In 1957 he served at the Gurkha Training Depot which included acting as Recruiting Officer and then to the Gurkha Record office in Singapore where he proved particularly helpful in advising soldiers as they faced retirement.
The regiment had seen its numbers savagely cut and Rose provided sensitive and practical advice to many who had to plan another career. In 1972 Rose was transferred back to the UK and served on The Queen’s Guard at various national buildings, including Buckingham Palace. This was followed by his return to Scotland as the Schools Liaison Officer at Army HQ at Craigiehall and his appointment as Camp Commandant in Edinburgh Castle with a special responsibility to organise ceremonial events and during the Tattoo.
Rose, a man of immense courtesy and charm, was a keen golfer (he often played at Dalmahoy, the Royal Burgess and Longniddry) and a bridge player. In retirement the family moved to Balnaboth Steading in Finzean. He retained his connections with the military – in July he attended a Black Watch Association Gathering at Fort George and last month a lunch for the Gurkha community.

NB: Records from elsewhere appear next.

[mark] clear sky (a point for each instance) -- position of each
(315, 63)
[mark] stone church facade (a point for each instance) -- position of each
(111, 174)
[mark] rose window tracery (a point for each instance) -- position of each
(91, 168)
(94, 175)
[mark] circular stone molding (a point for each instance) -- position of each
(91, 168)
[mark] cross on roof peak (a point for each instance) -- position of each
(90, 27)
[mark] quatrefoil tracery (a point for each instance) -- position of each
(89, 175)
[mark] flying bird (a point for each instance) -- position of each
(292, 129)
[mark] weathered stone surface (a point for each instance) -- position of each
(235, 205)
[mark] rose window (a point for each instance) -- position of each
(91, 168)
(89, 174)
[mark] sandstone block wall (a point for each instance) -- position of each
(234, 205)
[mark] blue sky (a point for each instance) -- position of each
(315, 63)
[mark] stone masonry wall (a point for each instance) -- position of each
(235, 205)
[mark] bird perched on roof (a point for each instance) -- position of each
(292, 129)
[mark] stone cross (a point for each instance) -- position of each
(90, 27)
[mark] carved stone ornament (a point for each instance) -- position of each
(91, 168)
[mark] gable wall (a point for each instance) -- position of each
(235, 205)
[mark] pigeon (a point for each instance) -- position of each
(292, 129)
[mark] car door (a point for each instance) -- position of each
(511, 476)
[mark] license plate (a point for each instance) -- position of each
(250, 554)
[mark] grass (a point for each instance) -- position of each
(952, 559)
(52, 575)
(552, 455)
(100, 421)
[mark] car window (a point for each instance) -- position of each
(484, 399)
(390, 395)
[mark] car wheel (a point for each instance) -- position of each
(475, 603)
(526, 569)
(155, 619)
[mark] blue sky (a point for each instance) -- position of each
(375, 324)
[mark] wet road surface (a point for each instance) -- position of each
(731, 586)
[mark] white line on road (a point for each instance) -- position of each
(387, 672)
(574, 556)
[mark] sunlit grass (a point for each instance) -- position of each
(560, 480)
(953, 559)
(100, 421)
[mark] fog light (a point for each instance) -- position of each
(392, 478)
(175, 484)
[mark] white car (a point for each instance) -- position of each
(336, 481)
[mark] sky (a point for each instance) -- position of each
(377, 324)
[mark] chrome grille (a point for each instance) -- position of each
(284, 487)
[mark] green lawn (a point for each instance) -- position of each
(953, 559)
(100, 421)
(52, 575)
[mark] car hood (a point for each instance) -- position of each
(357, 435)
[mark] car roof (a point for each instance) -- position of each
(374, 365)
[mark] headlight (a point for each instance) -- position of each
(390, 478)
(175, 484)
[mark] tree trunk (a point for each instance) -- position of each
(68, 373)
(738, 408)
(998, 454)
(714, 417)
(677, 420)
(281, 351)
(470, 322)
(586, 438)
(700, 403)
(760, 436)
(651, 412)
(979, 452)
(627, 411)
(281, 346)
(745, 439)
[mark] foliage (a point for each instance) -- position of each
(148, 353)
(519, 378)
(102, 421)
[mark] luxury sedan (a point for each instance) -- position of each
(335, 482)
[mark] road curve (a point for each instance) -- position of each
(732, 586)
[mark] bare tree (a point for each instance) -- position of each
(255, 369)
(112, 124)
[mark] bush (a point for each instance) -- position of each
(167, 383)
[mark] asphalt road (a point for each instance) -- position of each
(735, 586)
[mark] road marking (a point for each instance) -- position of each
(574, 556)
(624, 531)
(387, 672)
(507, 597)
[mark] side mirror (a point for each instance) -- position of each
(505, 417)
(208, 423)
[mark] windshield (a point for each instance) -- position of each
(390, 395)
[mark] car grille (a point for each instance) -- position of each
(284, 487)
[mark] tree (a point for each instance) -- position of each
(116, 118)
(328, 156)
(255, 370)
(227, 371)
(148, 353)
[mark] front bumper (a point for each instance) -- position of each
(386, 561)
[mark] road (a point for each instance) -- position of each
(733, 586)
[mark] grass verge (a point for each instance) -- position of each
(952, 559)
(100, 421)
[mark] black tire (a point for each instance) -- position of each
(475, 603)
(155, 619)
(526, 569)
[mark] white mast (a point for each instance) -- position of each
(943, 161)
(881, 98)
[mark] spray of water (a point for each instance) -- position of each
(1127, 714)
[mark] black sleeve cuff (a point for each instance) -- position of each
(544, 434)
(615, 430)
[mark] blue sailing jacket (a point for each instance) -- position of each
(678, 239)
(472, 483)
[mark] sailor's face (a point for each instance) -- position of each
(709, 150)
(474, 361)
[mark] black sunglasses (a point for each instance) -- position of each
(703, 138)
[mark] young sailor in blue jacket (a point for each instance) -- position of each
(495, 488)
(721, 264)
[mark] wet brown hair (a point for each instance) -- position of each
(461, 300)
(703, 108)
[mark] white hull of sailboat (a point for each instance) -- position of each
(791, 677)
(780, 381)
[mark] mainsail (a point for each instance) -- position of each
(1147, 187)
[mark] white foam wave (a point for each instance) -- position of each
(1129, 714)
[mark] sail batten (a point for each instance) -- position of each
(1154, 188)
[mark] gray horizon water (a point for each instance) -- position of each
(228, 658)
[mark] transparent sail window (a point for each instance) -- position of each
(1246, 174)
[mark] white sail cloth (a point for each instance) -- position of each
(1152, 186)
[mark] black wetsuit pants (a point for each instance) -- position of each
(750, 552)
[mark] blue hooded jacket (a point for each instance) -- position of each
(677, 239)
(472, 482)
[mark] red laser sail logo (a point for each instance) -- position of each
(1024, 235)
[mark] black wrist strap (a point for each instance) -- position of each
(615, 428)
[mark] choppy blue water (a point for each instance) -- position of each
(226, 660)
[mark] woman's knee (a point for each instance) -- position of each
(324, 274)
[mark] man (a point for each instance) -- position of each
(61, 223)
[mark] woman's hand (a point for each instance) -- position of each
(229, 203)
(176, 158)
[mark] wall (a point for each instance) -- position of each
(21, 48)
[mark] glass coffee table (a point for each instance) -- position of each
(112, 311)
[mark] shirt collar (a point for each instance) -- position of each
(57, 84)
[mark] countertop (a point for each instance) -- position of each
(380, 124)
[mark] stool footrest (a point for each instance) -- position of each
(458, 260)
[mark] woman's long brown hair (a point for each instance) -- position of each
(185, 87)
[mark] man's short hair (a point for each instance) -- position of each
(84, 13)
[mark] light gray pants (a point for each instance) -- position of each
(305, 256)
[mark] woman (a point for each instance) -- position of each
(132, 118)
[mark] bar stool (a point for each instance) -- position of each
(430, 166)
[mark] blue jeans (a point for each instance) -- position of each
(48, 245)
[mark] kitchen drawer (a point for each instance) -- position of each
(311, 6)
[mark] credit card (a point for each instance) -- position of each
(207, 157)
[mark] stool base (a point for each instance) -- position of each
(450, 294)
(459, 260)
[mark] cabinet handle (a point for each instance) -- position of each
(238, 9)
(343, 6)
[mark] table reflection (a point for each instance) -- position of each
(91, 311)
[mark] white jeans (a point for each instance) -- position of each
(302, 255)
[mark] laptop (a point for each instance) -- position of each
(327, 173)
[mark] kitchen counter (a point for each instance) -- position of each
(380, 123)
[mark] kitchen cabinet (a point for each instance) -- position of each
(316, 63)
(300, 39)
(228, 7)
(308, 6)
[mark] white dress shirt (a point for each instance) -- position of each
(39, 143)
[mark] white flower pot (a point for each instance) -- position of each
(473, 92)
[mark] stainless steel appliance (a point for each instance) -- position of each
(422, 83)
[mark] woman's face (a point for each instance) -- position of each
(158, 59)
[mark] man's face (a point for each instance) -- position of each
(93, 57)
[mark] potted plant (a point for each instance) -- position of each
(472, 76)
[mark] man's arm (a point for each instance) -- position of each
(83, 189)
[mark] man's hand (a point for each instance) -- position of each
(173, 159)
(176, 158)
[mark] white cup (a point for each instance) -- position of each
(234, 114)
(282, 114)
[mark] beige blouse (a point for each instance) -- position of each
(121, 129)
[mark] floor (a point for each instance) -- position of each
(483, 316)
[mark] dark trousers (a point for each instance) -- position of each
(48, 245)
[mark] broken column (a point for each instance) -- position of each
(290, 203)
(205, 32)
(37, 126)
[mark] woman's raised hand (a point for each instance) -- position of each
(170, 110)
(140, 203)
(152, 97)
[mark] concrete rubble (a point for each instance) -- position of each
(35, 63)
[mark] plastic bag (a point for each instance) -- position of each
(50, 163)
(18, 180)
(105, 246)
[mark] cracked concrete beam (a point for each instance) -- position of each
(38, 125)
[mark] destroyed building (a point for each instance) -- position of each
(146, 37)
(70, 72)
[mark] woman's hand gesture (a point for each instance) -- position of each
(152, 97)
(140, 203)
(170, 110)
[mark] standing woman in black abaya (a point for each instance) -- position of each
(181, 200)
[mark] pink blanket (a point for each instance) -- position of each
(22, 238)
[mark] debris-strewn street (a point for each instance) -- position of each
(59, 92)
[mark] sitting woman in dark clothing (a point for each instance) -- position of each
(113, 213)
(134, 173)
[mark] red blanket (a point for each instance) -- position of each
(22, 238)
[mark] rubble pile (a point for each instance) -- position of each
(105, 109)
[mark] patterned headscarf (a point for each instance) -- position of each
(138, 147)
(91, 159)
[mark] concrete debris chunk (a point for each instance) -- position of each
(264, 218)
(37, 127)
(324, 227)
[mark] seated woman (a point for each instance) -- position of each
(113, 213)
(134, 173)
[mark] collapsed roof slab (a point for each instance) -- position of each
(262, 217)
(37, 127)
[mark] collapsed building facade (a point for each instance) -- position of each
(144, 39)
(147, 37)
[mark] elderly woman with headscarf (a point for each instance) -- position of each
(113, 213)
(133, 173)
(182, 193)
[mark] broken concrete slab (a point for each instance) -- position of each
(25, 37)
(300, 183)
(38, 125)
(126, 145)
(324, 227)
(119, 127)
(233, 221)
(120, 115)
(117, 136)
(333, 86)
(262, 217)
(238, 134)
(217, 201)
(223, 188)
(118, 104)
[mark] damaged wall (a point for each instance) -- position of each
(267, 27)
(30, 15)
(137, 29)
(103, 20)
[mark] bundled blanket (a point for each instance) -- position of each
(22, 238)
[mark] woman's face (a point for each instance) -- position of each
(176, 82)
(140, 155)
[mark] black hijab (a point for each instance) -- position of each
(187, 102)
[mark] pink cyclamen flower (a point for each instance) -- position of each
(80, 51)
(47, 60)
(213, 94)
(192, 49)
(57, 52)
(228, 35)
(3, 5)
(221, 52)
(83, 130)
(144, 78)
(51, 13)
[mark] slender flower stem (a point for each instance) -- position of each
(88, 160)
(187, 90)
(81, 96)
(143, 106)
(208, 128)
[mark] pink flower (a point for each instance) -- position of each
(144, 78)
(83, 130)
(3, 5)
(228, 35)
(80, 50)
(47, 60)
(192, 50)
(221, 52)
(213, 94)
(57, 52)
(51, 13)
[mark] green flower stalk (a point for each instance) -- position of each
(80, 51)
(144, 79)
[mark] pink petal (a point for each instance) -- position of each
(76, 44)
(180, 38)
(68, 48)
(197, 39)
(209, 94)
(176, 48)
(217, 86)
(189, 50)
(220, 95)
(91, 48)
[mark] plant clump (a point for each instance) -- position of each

Rose was Honorary Colonel of The Angus and Dundee Battalion of the Army Cadet Force thus finishing his army Career as he started it – proudly wearing the Red Hackle of The Black Watch.
But it was his love of the bagpipes that many friends particularly recall. Paul Heward the administrator of The Scottish Schools Pipes and Drums Trust (SSPDT) told The Scotsman: “Alastair was a huge and selfless contributor to many activities in his local community. He was always very encouraging to the SSPDT in supporting its aims and activities and furthering its growth and development.”
In April 1961 Rose married Elizabeth in Hong Kong. She and their children Elizabeth, Catriona and Alexander survive him.